Construir uma cobertura solar sobre estacionamento exige muito mais aço e fundação do que instalar painéis em telhados planos, elevando o custo em até 5 vezes, segundo o Yale Environment 360. Mesmo assim, projetos como o do Aeroporto de Evansville, no Indiana, mostram que o retorno existe: as coberturas sobre 368 vagas geraram US$ 310.000 de lucro já no primeiro ano de operação.

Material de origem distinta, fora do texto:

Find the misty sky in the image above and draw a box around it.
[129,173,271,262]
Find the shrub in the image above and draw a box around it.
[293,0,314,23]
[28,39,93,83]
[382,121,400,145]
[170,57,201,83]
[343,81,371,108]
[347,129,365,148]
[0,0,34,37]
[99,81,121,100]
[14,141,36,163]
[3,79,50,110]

| País | Abordagem | Situação |
|---|---|---|
| FrançaLei APER 2023-175 | Obrigação legal: 50% de cobertura solar em estacionamentos acima de 1.500 m² | Lei em vigor |
| Estados UnidosSem lei federal | Projetos em aeroportos, universidades e varejistas; incentivos variam por estado | Expansão crescente |
| CanadáToronto lidera debate | Revisão de zoneamento em curso; potencial para cobrir 50–80% da demanda elétrica da cidade | Em discussão |
O que esperar nos próximos anos?
O mercado global de coberturas solares para estacionamentos foi avaliado em US$ 548 milhões em 2025 e deve dobrar até 2034, crescendo cerca de 10% ao ano. À medida que os preços dos painéis caem e mais países seguem o modelo da França, a tendência é que esse tipo de infraestrutura deixe de ser exceção e passe a ser padrão nos grandes estacionamentos ao redor do mundo, combinando geração de energia, conforto térmico e recarga de veículos elétricos no mesmo espaço.